Moreover, incident light enters the transmission frequency tunable Fabry-Perot filter from the light-passing surface of the Fabry-Perot etalon.

Moreover, incident light enters the Fabry-Perot etalon from the light-transmitting surface of the transmission frequency tunable Fabry-Perot filter. The advantages and positive effects of the present invention are:

The invention is reasonably designed to effectively combine a Fabry-Perot etalon with a transmission frequency tunable Fabry-Perot filter to place the liquid crystal in Fabry-Perot. The cavity of the etalon uses the electronically controlled birefringence effect of the liquid crystal and optical phase modulation of the linearly polarized light incident on a particular polarization direction to achieve linearly polarized light transmitted through the Fabry-Perot filter. Continuous, fast and precise tuning of frequency. Since the thickness of the liquid crystal layer is very thin, a wide-bandwidth tunable Fabry-Perot filter having a small size and a large free spectral range can be fabricated, and at the same time, fast and precise tuning of the optical frequency over a wide spectral range can be realized.
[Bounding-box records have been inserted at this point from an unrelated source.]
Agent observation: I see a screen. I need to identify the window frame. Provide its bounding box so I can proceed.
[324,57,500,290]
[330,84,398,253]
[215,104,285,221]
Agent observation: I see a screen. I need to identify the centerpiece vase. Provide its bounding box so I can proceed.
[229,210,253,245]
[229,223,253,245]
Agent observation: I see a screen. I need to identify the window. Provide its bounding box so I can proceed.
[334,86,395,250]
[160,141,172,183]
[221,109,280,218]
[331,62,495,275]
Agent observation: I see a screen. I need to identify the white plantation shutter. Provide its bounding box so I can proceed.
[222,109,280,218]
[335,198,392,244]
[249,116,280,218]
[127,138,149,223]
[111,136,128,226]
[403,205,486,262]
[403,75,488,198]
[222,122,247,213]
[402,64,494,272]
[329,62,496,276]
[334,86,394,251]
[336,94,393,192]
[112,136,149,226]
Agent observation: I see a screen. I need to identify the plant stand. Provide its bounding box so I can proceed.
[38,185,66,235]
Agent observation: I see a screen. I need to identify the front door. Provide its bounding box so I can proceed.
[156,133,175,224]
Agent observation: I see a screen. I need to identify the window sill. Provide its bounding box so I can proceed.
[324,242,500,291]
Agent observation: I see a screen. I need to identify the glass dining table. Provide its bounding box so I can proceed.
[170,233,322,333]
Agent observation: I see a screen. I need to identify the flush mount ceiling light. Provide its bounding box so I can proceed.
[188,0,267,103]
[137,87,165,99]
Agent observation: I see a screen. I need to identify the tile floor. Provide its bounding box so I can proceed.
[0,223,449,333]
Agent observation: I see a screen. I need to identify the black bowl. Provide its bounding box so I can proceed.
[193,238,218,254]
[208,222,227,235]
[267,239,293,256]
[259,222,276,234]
The invention has the characteristics of no mechanical moving parts, stable and reliable performance, simple structure, low cost, small size, easy installation and production, and can meet the requirements of small size and extremely reliable operation under extreme working conditions, in laser, optical test, optical fiber. Wide range of applications in communications, biology, medical devices and fiber optic sensor networks.

DRAWINGS

Figure 1 is a schematic view of a conventional Fabry-Perot etalon;

2 is a schematic structural view of a tunable Fabry-Perot filter including a nematic liquid crystal material layer; FIG. 3 is a schematic diagram showing a phase of light transmission through a liquid crystal material according to an applied electric field;

4 is a schematic view of another structure of a tunable Fabry-Perot filter including a nematic liquid crystal material layer; FIG. 5 is a schematic diagram of a transmission spectrum of a Fabry-Perot etalon;

Figure 6 is a schematic diagram of the transmission spectrum of a tunable Fabry-Perot filter;

Figure 7 is a schematic structural view of the present invention;

Figure 8 is a schematic diagram of the intrinsic transmission spectrum of the present invention;

Figure 9 is a schematic illustration of the tunable transmission spectra of the fixed interval and single mode output of the present invention.

Concrete

The embodiments of the present invention are further described in detail below with reference to the accompanying drawings.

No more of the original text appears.